SEMARANG, KOMPAS Pengelolaan sampah secara berkelanjutan perlu digalakkan dalam upaya menjaga kelestarian lingkungan, khususnya di perkotaan. Upaya itu perlu komitmen bersama masyarakat, pengusaha swasta, dan pemerintah, termasuk dalam penerapan regulasi.
Demikian benang merah Bincang Kompas bertajuk ”Manajemen Sampah Kota: Menuju Langit Biru Kota Semarang” di Semarang, Jawa Tengah, Selasa (24/9/2019). Acara tersebut diselenggarakan Harian Kompas bekerja sama dengan Marimas Food.
Para pembicara dalam acara itu yakni Kepala Dinas Lingkungan Hidup Kota Semarang Sapto Adi Sugihartono; pengelola Bank Sampah Resik Becik, Ika Yudha; Direktur PT Marimas Putera Kencana Harjanto Halim; serta pengamat lingkungan Universitas Katolik Soegijapranata, Wijanto Hadipuro. Peserta diskusi adalah sejumlah kepala sekolah dan guru SD hingga SMA di Semarang, para pegiat pengelolaan sampah, serta aktivis lingkungan.
Sapto mengatakan, produksi sampah di Kota Semarang berkisar 1.200-1.400 ton per hari. Sampah yang masuk ke Tempat Pembuangan Akhir (TPA) Jatibarang hanya 900 ton per hari. Artinya, ada ratusan ton sampah berupa onggokan di lingkungan masyarakat.
Di hilir, Sapto mengatakan, pengelola sampah di TPA Jatibarang kini menerapkan teknologi landfill gas guna menghasilkan gas metana yang selanjutnya diproses menjadi energi listrik.
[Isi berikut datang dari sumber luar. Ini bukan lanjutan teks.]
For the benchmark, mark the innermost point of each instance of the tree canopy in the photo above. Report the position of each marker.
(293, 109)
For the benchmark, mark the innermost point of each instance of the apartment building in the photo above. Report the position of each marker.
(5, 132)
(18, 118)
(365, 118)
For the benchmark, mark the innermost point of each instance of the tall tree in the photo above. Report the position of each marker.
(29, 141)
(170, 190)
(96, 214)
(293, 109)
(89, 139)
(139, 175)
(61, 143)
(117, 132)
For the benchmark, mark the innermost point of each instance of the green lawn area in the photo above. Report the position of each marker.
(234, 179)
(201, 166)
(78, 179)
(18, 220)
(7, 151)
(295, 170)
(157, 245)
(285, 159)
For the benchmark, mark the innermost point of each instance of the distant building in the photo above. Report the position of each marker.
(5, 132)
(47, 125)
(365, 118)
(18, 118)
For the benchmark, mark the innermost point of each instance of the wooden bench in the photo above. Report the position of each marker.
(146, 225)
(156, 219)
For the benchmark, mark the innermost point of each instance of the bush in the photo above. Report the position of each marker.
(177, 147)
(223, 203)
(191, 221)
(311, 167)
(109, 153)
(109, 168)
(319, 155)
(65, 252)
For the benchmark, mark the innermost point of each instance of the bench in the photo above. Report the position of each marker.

Sistem pembakaran dengan insinerator yang diyakini ramah lingkungan juga dirancang.
Namun, kata Sapto, pengelolaan sampah di hulu, yakni di masyarakat, lebih penting. Salah satu langkahnya, penerbitan Peraturan Wali Kota Semarang No 27/2019 tentang Pengendalian Sampah Plastik. ”Lewat peraturan ini, kami ingin mengurangi penggunaan plastik sekali pakai, seperti sedotan, tas keresek, dan styrofoam,” ujar Sapto. Peraturan itu terus disosialisasikan ke masyarakat. Targetnya, volume sampah berkurang 30 persen per tahun.
Konsumen hijau
Pengendalian sampah di masyarakat, kata Wijanto, dapat diterapkan lewat pendekatan proses dan regulasi. Jika produsen belum menerapkan kelestarian lingkungan lewat proses, konsumen bisa menekan dengan jadi konsumen hijau, yakni tak membeli produknya. ”Selain itu, dengan regulasi, produsen akan bertanggung jawab dengan produk yang dihasilkan,” katanya.
Sementara itu, Harjanto memaparkan, sejak 1,5 tahun lalu, pihaknya gencar menginisiasi program ecobricks, yakni pengolahan sampah plastik menjadi benda bermanfaat. Ecobricks dibuat dengan memasukkan plastik kemasan ke botol plastik lalu dipadatkan.
”Kami berupaya keras menekan dampak kemasan plastik terhadap lingkungan lewat program ecobricks,” ujarnya. Selain menyosialisasikan ke rumah tangga melalui kelurahan, program itu menyasar sekolah. Harapannya, kesadaran peduli lingkungan tertanam sejak dini.
Terkait penerapan regulasi soal sampah, Ika menilai, perlu pemahaman di tingkat masyarakat hingga hukum benar-benar diterapkan. ”Pastikan masyarakat tahu peraturan itu. Kegiatan sosialisasi dalam seminar atau diskusi juga perlu dilakukan hingga tercipta kesadaran lingkungan,” ujar Ika.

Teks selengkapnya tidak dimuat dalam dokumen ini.